Ms Devenny told the court a duck was on the grassed area near the play equipment when she and the children arrived at the park. It flew away and no children had reacted to the duck, said anything about the duck or chased the duck, Ms Devenny said.

She also described how Travis had disappeared moments after having morning tea.

Her five children had returned to the play equipment after morning tea, but 14-month-old Michaela had become upset and wanted more food. Ms Devenny sat down and fed her some yogurt, and Travis was on the “net” in the play equipment.

Ms Devenny finished feeding Michaela the yogurt.

“That is when I noticed Travis was gone,” she said.

The court also heard about an unspoken understanding that existed between carers when they brought their groups of children together for excursions.

There were 15 children and three carers at the park on the day of Travis' death.

“It was something you did all the time,” Ms Devenny said, referring to joint expeditions between carers.

“We went to the park all the time, we looked after our children, we supervised.
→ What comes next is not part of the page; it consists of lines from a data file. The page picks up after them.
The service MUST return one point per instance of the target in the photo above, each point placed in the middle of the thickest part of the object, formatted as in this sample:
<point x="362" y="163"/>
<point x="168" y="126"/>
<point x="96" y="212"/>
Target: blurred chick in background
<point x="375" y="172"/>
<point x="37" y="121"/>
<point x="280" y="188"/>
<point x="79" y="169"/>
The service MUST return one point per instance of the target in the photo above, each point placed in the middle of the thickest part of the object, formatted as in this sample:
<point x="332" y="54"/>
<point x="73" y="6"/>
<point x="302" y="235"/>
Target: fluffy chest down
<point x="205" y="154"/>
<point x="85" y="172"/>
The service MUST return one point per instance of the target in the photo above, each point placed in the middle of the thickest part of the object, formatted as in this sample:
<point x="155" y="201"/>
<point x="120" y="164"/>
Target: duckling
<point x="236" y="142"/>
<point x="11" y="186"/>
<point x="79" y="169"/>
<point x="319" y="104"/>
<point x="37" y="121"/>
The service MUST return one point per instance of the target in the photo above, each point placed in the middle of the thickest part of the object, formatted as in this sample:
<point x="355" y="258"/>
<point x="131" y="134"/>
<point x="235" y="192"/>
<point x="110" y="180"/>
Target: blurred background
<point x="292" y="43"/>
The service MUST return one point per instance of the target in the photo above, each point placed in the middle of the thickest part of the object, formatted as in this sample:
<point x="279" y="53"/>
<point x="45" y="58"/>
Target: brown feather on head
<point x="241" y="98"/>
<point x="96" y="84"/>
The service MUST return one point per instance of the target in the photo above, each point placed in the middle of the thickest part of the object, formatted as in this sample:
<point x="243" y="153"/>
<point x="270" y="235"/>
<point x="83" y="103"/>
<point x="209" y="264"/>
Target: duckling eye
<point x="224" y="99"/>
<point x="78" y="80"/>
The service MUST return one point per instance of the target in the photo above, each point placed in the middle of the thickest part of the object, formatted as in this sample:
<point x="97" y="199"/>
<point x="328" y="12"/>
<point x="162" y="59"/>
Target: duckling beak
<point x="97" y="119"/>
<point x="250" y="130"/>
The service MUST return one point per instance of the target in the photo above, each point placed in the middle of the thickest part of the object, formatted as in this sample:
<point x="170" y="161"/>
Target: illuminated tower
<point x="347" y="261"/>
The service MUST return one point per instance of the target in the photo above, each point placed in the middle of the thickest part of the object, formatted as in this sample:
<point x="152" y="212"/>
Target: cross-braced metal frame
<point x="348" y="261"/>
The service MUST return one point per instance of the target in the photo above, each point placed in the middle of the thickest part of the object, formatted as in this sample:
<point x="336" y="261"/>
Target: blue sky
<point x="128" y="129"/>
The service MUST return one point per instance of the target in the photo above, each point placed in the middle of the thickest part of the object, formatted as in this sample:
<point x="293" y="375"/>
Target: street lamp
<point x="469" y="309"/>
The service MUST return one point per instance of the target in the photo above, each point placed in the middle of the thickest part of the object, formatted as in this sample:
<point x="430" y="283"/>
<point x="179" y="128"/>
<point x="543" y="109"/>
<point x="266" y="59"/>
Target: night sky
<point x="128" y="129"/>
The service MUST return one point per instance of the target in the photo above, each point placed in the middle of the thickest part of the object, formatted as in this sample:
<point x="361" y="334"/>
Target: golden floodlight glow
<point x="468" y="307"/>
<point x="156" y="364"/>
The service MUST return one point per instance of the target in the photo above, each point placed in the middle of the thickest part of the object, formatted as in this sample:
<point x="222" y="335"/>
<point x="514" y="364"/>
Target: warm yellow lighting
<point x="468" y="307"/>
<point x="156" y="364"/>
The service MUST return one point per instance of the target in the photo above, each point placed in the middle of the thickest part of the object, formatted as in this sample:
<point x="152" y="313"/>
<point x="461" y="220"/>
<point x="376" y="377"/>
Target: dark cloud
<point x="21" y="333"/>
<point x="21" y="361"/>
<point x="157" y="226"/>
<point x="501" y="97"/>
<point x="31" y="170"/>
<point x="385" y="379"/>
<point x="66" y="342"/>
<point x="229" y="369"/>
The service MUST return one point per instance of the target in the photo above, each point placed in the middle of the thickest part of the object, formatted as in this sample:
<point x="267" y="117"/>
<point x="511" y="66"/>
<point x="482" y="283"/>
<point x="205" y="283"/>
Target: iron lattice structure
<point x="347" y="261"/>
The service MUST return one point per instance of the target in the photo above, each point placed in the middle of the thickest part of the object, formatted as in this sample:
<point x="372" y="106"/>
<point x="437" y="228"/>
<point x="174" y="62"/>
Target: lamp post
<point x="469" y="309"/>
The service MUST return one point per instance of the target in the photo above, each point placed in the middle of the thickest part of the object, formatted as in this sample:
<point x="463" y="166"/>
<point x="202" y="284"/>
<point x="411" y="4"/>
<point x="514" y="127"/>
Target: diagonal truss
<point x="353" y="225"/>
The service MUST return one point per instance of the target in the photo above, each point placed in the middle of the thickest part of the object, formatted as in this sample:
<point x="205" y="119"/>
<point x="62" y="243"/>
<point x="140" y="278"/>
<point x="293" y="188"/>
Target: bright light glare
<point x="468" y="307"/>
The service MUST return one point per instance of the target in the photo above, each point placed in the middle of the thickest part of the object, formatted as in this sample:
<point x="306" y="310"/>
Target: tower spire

I looked after my children and we also watched after everyone.”

Mr Gregg asked if Ms Devenny considered the children in her care to be her immediate responsibility.

“Yes,” Ms Devenny said.

He asked if the carers did take account of their fellow carers' children as well.

“If they fall over, you would assist them,” she said.

Mr Gregg asked, if one of the other carer's children left the play equipment area and went across the grass, would she do something about it?

“Of course ... I would get them back.”

And Ms Devenny said she would expect any other carer to do the same thing.

“We never had a discussion, it was what we did.”